A man rides a scooter along with a cat-kappa creature and a box which holds a man with crab claws. A lizard jumps out of the water and shoots a beam at them out of its mouth, causing the scooter to crash, so the man buys a new one at a junkyard. As they are riding on a ledge, the front wheel falls off, and they fall into a canopy of cables. They continue on foot and two police officers stop them to inspect the box. The man in the box beheads one of the officers, while castrating the other, and they run and hide in a house. Inside, a floating head leads them to a menacing masked figure, who is appeased when he licks a psychoactive toad given by the man in the box and enters a trance. The group continues on to another house, where, along with a strange man, they observe various monsters harming humans. On a projector, one of the humans, a woman in latex and fishnet clothing, wrestles the strange man, killing him, but he doesn't die.
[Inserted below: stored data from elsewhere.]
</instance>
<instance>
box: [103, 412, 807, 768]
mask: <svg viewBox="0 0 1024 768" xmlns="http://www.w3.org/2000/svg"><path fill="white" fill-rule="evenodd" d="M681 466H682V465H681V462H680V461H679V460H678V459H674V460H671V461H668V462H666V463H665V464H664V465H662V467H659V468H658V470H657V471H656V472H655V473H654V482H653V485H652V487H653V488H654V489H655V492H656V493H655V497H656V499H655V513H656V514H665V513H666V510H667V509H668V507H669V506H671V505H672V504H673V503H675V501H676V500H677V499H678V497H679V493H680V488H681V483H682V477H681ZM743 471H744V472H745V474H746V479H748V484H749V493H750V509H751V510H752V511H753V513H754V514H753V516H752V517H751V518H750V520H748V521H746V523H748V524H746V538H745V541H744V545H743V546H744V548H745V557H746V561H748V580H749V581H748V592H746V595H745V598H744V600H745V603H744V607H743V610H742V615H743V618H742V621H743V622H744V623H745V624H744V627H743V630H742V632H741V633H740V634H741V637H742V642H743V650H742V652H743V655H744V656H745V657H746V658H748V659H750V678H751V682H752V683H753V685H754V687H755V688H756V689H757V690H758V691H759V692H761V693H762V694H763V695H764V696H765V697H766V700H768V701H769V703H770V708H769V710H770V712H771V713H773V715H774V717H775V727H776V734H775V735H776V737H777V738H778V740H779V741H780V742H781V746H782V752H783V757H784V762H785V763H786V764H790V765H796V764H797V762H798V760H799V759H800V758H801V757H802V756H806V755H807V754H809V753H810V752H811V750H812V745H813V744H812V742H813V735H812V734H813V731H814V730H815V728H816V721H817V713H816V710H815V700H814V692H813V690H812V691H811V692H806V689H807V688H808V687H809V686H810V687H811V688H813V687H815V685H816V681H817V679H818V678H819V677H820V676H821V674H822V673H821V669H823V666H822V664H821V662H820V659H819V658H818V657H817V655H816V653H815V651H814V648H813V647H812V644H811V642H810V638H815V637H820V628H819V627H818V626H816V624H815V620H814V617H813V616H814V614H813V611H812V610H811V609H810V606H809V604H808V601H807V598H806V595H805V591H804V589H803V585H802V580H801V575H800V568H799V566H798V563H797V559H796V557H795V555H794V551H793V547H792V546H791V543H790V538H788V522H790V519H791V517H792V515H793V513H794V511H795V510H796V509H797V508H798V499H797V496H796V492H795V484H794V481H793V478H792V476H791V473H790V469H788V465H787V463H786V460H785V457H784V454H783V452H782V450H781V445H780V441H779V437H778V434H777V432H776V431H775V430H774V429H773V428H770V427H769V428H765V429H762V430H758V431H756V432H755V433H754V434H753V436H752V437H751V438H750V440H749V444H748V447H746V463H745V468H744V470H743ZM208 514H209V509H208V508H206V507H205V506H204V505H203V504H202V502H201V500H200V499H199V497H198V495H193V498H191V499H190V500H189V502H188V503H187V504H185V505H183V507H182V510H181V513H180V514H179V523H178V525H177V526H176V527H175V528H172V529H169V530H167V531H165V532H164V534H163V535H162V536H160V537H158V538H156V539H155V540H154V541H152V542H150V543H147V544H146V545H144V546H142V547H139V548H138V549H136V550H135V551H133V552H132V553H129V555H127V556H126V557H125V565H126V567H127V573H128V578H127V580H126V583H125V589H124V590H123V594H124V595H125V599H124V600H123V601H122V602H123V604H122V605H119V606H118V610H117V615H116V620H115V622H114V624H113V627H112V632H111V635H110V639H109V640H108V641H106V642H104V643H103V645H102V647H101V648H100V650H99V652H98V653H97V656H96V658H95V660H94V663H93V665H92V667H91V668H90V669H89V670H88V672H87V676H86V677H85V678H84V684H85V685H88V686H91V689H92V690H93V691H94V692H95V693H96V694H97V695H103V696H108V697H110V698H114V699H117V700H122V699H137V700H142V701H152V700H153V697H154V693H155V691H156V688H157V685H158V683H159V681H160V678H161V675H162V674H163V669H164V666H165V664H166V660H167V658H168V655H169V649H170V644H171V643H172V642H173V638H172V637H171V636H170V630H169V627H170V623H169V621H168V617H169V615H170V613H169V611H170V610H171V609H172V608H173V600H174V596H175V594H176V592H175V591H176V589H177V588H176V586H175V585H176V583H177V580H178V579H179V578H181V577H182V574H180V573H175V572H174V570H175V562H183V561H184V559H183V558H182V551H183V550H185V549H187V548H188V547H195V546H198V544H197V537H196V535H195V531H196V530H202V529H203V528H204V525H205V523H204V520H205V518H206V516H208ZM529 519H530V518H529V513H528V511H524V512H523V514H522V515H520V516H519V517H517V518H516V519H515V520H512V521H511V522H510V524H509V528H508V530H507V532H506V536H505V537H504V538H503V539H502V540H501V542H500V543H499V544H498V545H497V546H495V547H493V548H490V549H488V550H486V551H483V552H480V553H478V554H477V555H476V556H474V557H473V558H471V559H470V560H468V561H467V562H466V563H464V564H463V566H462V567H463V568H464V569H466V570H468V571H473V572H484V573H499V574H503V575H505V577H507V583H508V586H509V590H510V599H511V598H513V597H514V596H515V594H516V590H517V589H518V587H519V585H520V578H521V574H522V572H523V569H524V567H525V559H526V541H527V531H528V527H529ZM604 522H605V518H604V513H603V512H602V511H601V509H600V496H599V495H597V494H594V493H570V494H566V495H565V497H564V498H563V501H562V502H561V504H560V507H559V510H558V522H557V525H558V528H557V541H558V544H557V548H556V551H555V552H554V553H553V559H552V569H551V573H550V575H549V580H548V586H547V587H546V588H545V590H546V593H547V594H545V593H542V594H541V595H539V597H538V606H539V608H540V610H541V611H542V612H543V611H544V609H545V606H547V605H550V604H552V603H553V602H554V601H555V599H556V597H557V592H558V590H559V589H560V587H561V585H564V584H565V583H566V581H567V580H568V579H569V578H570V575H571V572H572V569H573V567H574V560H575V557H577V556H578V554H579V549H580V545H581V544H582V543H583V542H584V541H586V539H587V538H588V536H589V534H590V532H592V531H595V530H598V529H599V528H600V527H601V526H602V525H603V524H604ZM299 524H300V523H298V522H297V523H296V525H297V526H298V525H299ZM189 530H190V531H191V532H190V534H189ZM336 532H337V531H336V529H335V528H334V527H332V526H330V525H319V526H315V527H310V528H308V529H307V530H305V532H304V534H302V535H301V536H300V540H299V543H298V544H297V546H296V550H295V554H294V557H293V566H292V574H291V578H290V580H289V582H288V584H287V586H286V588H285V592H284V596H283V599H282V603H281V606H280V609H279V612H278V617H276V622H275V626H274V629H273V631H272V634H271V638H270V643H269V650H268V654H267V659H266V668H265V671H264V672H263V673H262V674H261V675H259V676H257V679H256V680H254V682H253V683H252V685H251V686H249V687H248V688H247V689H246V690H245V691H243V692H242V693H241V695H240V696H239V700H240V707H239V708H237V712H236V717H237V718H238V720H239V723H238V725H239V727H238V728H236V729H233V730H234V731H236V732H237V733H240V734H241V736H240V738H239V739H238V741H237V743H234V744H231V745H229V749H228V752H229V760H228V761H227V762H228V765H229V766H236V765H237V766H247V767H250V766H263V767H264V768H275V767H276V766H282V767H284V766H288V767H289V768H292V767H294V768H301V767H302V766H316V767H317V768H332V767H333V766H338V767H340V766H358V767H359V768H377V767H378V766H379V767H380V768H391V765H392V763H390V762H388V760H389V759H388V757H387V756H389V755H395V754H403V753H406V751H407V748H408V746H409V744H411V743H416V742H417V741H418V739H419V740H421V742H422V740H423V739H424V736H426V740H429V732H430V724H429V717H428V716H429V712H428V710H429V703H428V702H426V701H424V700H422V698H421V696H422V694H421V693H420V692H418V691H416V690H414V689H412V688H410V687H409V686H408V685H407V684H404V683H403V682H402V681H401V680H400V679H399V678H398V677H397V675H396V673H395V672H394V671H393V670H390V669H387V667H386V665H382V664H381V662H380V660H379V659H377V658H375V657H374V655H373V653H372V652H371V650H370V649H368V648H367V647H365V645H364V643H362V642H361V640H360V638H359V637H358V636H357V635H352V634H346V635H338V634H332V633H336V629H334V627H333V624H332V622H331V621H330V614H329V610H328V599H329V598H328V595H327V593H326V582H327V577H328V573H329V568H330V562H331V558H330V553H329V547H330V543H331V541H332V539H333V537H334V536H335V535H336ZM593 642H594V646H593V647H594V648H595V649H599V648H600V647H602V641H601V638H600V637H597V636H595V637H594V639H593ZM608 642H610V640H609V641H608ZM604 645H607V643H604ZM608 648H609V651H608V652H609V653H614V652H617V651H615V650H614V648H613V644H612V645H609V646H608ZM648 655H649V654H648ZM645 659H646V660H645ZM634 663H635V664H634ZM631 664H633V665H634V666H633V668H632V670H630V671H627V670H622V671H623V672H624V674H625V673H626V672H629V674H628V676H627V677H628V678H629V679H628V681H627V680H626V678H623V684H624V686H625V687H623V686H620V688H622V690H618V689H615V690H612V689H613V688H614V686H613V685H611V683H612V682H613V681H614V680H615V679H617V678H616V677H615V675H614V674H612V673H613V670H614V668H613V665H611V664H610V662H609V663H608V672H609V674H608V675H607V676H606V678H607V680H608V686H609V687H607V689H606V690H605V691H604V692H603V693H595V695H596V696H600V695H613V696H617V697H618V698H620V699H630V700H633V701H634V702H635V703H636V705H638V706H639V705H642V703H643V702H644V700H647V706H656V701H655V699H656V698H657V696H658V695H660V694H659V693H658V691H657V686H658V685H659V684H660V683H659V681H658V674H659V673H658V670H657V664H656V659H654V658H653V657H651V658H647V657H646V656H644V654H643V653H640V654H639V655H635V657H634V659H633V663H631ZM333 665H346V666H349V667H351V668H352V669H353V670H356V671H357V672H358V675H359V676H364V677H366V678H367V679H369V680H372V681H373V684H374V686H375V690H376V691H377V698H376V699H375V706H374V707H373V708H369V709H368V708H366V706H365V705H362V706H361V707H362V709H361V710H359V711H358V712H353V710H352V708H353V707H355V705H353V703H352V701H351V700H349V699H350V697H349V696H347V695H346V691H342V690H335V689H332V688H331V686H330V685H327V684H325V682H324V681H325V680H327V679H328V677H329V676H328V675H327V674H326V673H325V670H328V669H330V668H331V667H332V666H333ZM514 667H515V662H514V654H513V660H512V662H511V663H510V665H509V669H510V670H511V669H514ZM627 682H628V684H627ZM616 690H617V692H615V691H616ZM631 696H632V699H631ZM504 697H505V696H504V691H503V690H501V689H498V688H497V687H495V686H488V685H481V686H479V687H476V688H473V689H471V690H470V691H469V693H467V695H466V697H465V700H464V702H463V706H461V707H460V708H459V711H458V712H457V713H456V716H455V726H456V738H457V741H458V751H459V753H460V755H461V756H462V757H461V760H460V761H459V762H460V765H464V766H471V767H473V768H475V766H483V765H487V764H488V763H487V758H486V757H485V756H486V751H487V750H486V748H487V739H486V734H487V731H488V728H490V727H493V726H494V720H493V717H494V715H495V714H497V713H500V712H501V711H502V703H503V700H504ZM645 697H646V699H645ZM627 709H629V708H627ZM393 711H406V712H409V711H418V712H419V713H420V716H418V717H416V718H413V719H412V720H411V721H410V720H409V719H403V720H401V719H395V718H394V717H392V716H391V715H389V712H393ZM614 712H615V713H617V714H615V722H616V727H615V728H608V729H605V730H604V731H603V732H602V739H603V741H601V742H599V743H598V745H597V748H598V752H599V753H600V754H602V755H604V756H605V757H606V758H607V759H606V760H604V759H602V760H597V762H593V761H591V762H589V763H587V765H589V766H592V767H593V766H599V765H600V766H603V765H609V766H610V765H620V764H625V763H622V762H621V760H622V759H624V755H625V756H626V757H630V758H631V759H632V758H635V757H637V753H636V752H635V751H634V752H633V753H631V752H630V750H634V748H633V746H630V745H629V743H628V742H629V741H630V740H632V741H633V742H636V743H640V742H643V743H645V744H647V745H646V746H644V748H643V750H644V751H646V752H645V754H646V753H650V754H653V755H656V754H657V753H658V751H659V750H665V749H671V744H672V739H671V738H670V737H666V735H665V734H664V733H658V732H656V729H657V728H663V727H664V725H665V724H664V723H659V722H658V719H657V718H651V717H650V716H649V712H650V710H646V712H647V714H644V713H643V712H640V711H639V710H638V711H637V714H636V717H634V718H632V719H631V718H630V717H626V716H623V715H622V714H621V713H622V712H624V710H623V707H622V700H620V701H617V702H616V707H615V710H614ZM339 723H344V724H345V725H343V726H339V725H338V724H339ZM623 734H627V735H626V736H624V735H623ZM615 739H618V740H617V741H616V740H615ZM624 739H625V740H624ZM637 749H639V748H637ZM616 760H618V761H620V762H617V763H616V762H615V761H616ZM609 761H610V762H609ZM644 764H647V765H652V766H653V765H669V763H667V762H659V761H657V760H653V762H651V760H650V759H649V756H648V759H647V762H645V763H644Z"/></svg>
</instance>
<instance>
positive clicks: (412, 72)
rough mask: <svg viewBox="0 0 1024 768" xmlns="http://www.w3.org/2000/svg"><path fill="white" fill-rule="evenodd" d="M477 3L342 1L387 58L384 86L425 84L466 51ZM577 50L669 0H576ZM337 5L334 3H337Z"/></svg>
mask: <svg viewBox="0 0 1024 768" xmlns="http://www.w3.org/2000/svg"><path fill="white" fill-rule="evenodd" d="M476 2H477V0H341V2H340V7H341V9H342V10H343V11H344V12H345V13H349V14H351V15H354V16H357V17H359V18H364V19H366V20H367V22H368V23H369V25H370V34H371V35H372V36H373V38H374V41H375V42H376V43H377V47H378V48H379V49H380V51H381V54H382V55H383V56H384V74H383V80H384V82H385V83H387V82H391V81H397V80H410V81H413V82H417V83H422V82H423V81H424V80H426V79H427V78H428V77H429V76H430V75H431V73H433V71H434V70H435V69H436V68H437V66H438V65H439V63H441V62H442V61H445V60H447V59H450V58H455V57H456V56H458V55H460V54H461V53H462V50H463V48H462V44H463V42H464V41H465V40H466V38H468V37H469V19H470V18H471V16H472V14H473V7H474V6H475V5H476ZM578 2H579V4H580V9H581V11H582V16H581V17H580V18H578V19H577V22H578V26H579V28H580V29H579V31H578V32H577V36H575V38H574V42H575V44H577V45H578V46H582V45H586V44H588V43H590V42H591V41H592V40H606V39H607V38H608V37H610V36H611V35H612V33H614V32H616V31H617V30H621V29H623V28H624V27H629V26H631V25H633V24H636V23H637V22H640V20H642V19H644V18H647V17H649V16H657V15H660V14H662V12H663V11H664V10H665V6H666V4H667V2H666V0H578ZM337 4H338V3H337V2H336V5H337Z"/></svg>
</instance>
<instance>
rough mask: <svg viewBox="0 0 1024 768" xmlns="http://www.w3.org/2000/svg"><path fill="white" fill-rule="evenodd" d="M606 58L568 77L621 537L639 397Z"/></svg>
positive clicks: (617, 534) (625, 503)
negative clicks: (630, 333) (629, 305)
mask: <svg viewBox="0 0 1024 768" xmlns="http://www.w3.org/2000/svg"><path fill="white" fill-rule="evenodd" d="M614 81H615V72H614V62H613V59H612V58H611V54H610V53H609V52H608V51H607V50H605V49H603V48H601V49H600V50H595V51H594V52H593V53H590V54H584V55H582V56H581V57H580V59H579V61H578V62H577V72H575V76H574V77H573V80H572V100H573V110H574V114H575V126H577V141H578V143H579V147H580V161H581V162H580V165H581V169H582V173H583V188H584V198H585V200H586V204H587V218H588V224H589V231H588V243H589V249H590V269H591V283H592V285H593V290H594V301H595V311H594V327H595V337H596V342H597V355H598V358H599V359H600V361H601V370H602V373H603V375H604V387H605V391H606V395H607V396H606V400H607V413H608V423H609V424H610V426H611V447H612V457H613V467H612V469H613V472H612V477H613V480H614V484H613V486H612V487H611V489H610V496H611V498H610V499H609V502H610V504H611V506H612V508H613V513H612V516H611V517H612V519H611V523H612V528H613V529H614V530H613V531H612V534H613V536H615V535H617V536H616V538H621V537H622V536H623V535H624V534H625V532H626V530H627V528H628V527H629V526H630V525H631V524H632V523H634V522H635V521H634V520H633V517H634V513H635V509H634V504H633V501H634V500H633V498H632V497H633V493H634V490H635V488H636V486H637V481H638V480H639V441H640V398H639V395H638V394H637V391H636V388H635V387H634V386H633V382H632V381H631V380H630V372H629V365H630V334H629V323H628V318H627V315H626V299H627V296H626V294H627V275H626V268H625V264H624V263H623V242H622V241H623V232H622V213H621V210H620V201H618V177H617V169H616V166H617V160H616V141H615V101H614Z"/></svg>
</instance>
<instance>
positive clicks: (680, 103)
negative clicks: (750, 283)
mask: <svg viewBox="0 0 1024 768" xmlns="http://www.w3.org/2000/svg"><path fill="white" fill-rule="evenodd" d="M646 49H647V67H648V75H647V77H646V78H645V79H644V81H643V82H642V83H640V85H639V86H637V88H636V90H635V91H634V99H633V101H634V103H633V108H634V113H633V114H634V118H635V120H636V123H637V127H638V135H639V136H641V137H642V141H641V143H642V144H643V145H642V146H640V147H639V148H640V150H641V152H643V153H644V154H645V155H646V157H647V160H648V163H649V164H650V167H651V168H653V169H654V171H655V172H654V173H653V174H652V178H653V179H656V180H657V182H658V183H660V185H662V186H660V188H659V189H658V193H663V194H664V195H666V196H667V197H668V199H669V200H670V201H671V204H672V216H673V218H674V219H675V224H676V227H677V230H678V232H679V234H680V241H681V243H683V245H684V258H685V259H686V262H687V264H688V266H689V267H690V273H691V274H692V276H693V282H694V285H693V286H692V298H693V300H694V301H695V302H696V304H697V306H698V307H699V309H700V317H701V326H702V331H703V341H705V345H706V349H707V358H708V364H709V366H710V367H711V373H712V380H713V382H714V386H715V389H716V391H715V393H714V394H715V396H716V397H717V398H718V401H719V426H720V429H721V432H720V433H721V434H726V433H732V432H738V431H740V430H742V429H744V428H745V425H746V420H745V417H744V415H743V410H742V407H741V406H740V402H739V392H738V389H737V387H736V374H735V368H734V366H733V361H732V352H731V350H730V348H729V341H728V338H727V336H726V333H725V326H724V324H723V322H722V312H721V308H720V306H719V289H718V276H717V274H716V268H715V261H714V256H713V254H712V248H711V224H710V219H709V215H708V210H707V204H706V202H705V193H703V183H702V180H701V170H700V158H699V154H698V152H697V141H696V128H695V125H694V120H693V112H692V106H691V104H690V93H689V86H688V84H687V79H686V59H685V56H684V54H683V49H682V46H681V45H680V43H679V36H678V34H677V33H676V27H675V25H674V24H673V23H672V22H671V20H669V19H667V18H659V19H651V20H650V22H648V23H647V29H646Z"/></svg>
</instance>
As the groups leaves, some of the monsters follow and attack them, and they escape on a scooter stolen from a singer. As they are being chased, they run into police officers who recognize them, and the officers fight and kill the monsters. The officers chase them in a police car until they crash when outmaneuvered. The man takes the person in the box—his father who had gained a crab-like lower body—and leaves him, along with the creature, at the Sea of Decadence for his behavior.

Release

The story, originally serialized in Seirinkogeisha's alternate manga magazine Ax, was included in the short story collection Red Tights Man published on October 31, 2004. Drawn and Quarterly published the manga on September 29, 2009.

Themes

Oliver Ho of PopMatters offers that the manga could be a metaphor for aging and death, with the son transporting his aging father who he can't take care of anymore, and with the grotesqueness and violence representing "the son's horror at age and decay."

Reception

Katherine Dacey of Manga Bookshelf disliked the manga's lack of plot and its grotesque sexual action, though she noted that "Sakabashira has a fertile imagination" and that he "has serious drawing chops; his streetscapes have a vital energy and specificity that's missing from a lot of manga", concluding: "it's vivid and hallucinatory and nightmarish, yet in the end, all that furious activity doesn't signify very much". Ho called the manga "a beautiful, mind-bending little book that balances straightforward action with phantasmagorical, at times nightmarish, images." Connie C. of Pop Culture Shock noted that the lack of narrative might not appeal to readers, but praised its surreal qualities as well as the art style.